Purtroppo non abbiamo la capacità di leggere i pensieri e le emozioni dei bambini e molto spesso comunicare con loro non è semplice.

A te ad esempio è mai capitato di provare una particolare emozione ma non trovare le parole per esprimerla?
Ti è mai successo di voler esprimere un entusiasmo enorme ma le uniche parole che trovavi erano: “sono felice“?
Se così fosse, è probabile che tu, proprio come moltissime altre persone, non hai l’abitudine di esprimere le tue emozioni.
Purtroppo se non conosci le parole adatte per farlo, tenderai a reprimerle o a ridurle fino a farle scomparire.
Ed ecco ad esempio che il tuo piatto preferito invece di essere “squisito” diventa solo “buono”, e il film che stai guardando è solo “bello” piuttosto che “avvincente”.
Ogni parola che usiamo, genera in noi una sensazione e un’emozione diversa. E’ un pò come premere l’interruttore corrispondente.
E allora perchè non scegliere di provare l’estasi della “squisitezza”, piuttosto che la routine del “buono”?
Perchè non scegliere di provare l’eccitazione dell'”avvincente”, piuttosto che la consuetudine del “bello”?
Insomma, più interruttori abbiamo a disposizione, più sensazioni proveremo, più la nostra vita sarà ricca, e più emozioni saremo in grado di trasmettere agli altri.
Riesci ora a comprendere quanto sia vasto il potere delle parole?
Se ti servisse, qui c’è scritto esattamente come usare il potere delle parole per migliorare la tua vita e le tue relazioni.

Se invece ti interessa approfondire di più questo argomento, nella videolezione numero 12 del nostro corso online GRATUITO “30 giorni per la tua trasformazione personale“, imparerai come potenziare il tuo vocabolario personale per trasmettere alla tua vita nuove risorse ed energia, condizionando in modo positivo i tuoi comportamenti e le tue azioni.

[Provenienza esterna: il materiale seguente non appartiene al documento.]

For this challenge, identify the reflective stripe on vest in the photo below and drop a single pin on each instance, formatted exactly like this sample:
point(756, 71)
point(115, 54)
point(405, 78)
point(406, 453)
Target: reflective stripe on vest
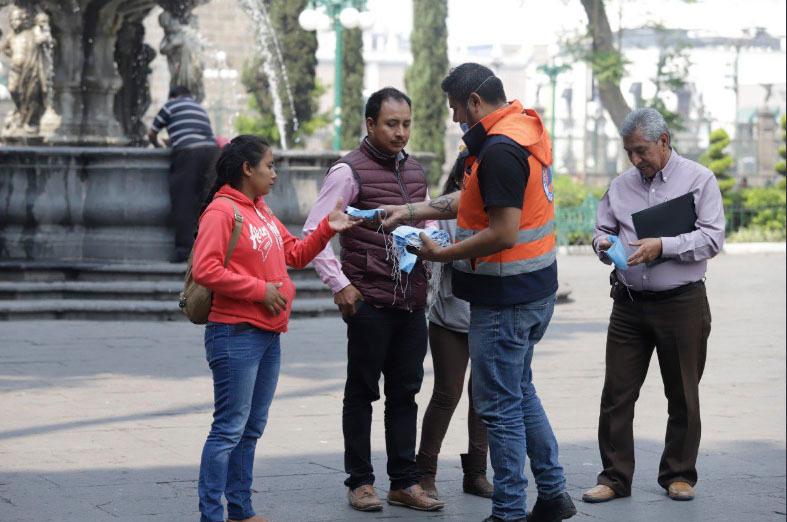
point(506, 269)
point(525, 236)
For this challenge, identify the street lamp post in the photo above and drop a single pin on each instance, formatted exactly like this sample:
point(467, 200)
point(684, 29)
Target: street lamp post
point(323, 15)
point(553, 71)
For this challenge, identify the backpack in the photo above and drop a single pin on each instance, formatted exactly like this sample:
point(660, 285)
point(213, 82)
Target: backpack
point(195, 300)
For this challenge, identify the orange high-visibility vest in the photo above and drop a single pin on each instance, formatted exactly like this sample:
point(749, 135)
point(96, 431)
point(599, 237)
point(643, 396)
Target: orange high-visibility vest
point(535, 246)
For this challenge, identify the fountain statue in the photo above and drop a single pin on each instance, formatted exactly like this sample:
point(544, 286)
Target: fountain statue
point(183, 49)
point(29, 50)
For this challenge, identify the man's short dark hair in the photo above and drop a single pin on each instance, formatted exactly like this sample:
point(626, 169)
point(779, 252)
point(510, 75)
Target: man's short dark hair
point(376, 101)
point(177, 92)
point(470, 78)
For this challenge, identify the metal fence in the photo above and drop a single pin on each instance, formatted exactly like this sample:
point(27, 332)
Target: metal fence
point(575, 225)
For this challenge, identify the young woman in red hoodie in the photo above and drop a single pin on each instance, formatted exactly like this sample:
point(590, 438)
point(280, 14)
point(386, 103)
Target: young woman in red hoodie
point(252, 299)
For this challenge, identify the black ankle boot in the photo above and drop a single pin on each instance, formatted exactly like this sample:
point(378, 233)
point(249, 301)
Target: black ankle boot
point(427, 470)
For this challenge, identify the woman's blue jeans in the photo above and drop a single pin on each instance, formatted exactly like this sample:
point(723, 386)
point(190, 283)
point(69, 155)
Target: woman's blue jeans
point(245, 364)
point(501, 342)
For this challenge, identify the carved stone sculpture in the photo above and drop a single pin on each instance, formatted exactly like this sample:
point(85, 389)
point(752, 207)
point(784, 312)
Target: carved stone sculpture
point(29, 49)
point(182, 47)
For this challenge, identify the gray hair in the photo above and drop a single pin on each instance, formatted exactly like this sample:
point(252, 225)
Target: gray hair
point(649, 121)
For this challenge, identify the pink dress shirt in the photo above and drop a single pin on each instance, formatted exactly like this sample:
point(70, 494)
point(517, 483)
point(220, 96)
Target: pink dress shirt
point(339, 183)
point(687, 254)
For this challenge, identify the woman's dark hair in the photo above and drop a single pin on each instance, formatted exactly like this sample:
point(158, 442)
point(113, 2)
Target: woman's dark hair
point(229, 167)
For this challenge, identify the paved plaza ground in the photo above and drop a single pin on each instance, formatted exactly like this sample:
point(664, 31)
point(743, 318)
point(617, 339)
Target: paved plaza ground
point(105, 421)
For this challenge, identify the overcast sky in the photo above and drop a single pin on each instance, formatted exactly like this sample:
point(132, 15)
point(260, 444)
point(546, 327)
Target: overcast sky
point(508, 21)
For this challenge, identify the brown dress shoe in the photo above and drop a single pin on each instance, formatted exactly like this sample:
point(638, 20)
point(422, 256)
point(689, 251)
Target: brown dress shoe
point(600, 493)
point(680, 491)
point(414, 497)
point(364, 498)
point(428, 485)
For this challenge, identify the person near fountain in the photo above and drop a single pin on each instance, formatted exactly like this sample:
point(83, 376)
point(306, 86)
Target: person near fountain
point(252, 300)
point(194, 152)
point(449, 322)
point(386, 323)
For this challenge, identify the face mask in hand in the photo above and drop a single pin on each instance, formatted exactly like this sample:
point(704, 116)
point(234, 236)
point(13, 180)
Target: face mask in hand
point(616, 253)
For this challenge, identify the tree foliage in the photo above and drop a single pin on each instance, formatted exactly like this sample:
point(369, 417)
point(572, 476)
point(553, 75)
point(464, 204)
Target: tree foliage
point(298, 49)
point(781, 165)
point(352, 88)
point(597, 48)
point(719, 161)
point(429, 45)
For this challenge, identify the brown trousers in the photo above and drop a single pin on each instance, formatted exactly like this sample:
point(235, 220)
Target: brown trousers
point(450, 355)
point(678, 327)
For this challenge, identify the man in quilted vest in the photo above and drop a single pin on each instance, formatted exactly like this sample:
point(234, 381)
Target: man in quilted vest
point(386, 324)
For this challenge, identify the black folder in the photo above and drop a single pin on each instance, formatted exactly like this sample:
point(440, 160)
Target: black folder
point(671, 218)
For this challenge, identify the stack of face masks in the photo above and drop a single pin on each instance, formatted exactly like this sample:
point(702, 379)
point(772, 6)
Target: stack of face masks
point(405, 236)
point(373, 213)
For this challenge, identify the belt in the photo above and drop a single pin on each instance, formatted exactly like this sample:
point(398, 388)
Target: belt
point(619, 291)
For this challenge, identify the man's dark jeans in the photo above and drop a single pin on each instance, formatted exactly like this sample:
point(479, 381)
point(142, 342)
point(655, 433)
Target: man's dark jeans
point(192, 172)
point(392, 343)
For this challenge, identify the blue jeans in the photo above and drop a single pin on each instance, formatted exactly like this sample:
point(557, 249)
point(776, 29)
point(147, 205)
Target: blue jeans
point(501, 349)
point(245, 364)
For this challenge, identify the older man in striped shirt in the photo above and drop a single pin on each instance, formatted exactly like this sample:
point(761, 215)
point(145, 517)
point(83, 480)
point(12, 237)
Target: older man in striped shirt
point(659, 302)
point(194, 153)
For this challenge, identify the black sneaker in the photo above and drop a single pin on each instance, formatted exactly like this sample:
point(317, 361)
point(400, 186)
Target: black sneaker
point(552, 510)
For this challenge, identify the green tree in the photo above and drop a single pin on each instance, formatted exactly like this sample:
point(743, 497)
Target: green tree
point(781, 165)
point(298, 49)
point(719, 161)
point(352, 88)
point(599, 48)
point(429, 45)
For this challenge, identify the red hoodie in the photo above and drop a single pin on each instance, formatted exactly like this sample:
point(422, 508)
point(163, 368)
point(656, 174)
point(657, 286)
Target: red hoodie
point(264, 250)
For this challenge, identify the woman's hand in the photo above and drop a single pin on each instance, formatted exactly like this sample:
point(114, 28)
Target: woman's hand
point(338, 220)
point(273, 301)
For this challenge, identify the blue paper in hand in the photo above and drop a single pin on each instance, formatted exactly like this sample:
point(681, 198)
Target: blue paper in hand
point(364, 214)
point(616, 253)
point(405, 236)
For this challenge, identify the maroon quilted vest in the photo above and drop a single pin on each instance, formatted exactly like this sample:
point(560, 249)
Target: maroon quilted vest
point(382, 180)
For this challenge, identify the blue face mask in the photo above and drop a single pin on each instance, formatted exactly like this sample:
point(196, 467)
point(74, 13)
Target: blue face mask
point(617, 254)
point(373, 213)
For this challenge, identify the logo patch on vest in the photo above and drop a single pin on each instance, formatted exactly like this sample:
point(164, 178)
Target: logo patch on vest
point(546, 182)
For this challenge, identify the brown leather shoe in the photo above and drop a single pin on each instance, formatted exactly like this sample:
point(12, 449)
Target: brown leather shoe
point(414, 497)
point(600, 493)
point(680, 491)
point(428, 485)
point(364, 498)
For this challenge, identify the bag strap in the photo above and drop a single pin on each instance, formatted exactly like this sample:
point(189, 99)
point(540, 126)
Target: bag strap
point(235, 232)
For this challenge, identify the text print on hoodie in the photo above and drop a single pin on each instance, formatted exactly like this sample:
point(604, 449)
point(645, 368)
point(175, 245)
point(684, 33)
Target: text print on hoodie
point(264, 251)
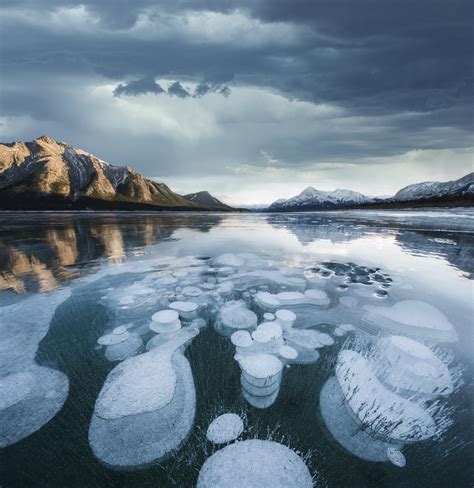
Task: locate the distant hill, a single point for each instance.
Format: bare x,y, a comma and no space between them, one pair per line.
312,199
429,193
205,198
48,174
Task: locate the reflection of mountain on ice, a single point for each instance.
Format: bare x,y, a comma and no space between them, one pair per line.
416,234
82,239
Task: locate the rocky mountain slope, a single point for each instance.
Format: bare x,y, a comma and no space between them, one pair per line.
435,189
429,193
46,173
312,199
205,198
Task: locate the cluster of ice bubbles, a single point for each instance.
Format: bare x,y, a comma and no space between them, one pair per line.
386,391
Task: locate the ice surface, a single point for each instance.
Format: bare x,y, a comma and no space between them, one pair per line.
225,428
255,464
146,407
165,316
344,427
123,350
228,259
288,352
30,395
236,316
14,387
414,367
241,338
379,408
318,296
396,457
266,332
41,392
413,316
23,325
260,366
138,385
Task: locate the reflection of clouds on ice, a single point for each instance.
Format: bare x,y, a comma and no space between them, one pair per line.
273,315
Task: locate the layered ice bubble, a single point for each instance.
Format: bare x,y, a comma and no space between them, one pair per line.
413,317
146,406
225,428
255,464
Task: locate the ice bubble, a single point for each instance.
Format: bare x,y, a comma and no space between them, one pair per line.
225,428
207,286
255,464
236,316
396,457
347,327
191,291
288,352
180,274
228,259
339,332
318,296
119,330
285,317
348,301
308,338
290,297
165,316
414,367
29,399
241,338
414,314
266,332
112,339
156,341
370,401
127,300
261,401
266,300
187,310
14,388
260,366
225,288
198,323
146,407
344,427
123,350
165,321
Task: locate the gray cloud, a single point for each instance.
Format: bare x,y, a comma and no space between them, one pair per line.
177,89
138,87
400,73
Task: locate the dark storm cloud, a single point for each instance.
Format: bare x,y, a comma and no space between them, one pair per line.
404,68
138,87
176,89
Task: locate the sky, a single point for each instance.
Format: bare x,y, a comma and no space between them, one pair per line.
252,100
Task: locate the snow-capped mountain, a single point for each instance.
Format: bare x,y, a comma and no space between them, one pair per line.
464,187
312,199
205,198
45,173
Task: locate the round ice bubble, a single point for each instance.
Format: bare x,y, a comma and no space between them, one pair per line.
225,428
241,338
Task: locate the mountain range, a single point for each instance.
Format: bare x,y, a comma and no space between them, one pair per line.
47,174
429,193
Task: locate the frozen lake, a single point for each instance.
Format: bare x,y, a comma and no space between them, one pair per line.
124,335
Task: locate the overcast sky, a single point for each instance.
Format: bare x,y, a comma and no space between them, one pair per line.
252,100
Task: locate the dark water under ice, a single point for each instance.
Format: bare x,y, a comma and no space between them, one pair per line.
428,254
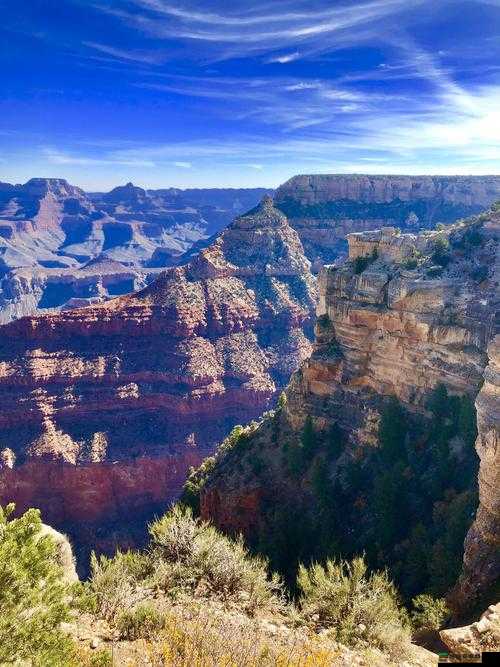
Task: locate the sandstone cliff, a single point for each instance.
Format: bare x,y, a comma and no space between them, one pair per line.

Ma cosa ha a che fare tutto ciò con tuo figlio?
Beh, semplice. I bambini copiano i loro genitori in tutto e per tutto.
Quindi, se sei tu in primis ad avere un “dizionario emotivo” troppo povero, sappi che purtroppo anche il tuo bambino tenderà ad avere lo stesso limite, e la sua vita rischierà di essere piatta… e complicata!
Vuoi davvero questo per te e per lui?
Se la risposta è NO, allora…

Ecco 5 strategie utili per aiutare tuo figlio ad esprimere liberamente (e pienamente) le sue emozioni.

1°- RISPETTA LE EMOZIONI DEI BAMINI

Ogni bambino ha il suo carattere e il suo temperamento.
Se non viene guidato, sviluppa un proprio modo di esprimere o NON esprimere le sue emozioni.
Un passo importantissimo da fare per migliorare il suo mondo emotivo è permettergli di esprimere se stesso emozionalmente senza che venga represso. Quando il tuo bambino esprime delle emozioni, lascia che lo faccia senza limiti, è il suo modo di comunicare che qualcosa è andato storto o che qualcosa è andato nel verso giusto per lui. Inizia a considerare le emozioni semplicemente come emozioni. La società le ha catalogate in emozioni positive e emozioni negative, a me piace definirle in base all’utilità.
Tutte le emozioni sono importanti se utilizzate nel momento giusto.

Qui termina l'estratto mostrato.